Schach- und Computerwunderkind

Erstmals "auffällig" wurde Hassabis, der 1976 als Sohn eines zypriotischen Vaters und einer Mutter aus Singapur in London geboren wurde, im Alter von vier Jahren als Schachwunderkind. Mit acht brachte er sich bei, wie man einen ZX-Spektrum-Computer programmiert, mit 15 wurde er zum Studium an der Uni Cambridge zugelassen. Vorher legte er aber noch ein Jahr Pause ein, in dem er Computerspiele entwickelte. Mit "Theme Park" schuf er einen Millionenseller, der ihm unter anderem das Informatikstudium finanzierte.

Danach gründete er seine eigene Spielefirma Elexir, war daneben mehrfacher Multi-Spiel-Weltmeister (in Pentamind und Decamentathlon), ehe er noch eine neurowissenschaftliche Dissertation schrieb und unmittelbar danach erste bahnbrechende Arbeiten in diesem Forschungsfeld veröffentlichte.

Von selbstlernender Go-Software ...

In der Firma Deepmind brachte der verheiratete Vater zweier Söhne all seine Talente und bis dahin erworbenen Fähigkeiten zusammen, gemäß seinem Motto "Das Rätsel der Intelligenz lösen, nach den Sternen greifen und sich nicht durch praktische Dinge ablenken lassen".
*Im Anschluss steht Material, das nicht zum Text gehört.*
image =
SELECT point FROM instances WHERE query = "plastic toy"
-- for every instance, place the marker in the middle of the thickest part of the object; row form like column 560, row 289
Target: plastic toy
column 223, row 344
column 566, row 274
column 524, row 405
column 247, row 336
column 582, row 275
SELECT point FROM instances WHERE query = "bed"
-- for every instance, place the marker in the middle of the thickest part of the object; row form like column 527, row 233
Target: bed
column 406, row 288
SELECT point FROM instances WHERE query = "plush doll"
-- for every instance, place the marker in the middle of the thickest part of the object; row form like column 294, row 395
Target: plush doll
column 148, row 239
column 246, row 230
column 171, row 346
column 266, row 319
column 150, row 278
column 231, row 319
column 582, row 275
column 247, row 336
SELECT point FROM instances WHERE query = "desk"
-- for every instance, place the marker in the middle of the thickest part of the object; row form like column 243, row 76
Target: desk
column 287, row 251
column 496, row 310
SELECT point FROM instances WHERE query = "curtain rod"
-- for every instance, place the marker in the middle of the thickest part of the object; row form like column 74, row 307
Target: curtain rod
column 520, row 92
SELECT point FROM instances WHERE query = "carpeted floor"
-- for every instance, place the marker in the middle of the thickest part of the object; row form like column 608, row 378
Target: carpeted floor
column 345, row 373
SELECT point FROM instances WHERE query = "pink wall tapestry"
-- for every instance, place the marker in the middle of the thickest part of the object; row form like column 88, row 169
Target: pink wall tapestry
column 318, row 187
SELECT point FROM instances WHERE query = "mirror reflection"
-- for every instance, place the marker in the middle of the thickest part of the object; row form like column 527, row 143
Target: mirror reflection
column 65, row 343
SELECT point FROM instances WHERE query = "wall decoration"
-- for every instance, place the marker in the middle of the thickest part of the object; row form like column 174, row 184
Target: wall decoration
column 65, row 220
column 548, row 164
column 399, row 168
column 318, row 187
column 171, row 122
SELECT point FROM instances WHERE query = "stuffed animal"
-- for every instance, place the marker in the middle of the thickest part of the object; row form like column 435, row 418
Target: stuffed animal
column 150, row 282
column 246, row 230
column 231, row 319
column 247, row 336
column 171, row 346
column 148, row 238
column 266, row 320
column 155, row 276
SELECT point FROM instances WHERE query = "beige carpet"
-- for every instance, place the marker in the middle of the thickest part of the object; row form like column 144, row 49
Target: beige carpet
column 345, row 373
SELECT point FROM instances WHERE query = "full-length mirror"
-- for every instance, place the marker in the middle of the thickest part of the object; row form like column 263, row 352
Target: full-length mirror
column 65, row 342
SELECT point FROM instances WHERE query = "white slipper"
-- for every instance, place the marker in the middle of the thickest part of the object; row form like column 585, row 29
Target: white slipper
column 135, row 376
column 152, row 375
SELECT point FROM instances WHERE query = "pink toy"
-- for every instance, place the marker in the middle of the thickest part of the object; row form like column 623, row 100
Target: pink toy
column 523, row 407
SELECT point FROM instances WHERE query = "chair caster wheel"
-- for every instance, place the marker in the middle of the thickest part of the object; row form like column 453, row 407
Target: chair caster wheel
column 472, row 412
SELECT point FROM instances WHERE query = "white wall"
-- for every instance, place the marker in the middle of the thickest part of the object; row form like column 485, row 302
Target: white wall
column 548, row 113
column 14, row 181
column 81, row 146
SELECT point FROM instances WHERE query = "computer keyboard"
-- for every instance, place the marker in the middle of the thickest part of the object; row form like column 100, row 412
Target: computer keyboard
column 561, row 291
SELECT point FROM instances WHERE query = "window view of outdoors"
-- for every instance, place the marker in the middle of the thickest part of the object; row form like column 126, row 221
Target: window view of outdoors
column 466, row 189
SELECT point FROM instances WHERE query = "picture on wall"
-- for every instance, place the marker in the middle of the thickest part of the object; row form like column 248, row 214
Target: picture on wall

Mit seinen Mitarbeitern entwickelte er zunächst selbstlernende Algorithmen, die in komplexen Spielen wie Go und in Videospielen die menschlichen Fähigkeiten herausfordern sollten. Ein erster spektakulärer Durchbruch gelang 2016: Die Software Alphago demütigte den Go-Weltmeister Lee Sedol vor 200 Millionen Zusehern. Dieser Sieg war zuvor für unmöglich gehalten worden.

Fast schon im Monatstakt folgten nun weitere Erfolge mit Algorithmen, die immer besser selbst lernen. Die Berichte darüber erschienen in den besten Wissenschaftsmagazinen, weshalb Hassabis auch der KI-Forscher mit den meisten Publikationen in den führenden Wissenschaftsjournalen "Nature" und "Science" ist. Und Hassabis hat in der Zwischenzeit so ziemlich alle Auszeichnungen erhalten, die ein britischer Wissenschafter erhalten kann. Dieses Jahr kam noch der Prinzessin-von-Asturien-Preis dazu, eine Art spanischer Nobelpreis.

... zur Lösung "echter" Probleme

Die Entwicklung von Algorithmen, um in Spielen erfolgreich zu sein, war aber quasi nur eine Art Vorübung zu dem, was Hassabis mit Deepmind in den nächsten Jahren vorhat. Die Firma, die 2014 für kolportierte 500 Millionen Dollar an Google verkauft wurde und heute rund 1.000 Forscher und Technikerinnen beschäftigt, wird sich mit ihren selbstlernenden Algorithmen vermehrt ungelösten Problemen in der Wissenschaft stellen.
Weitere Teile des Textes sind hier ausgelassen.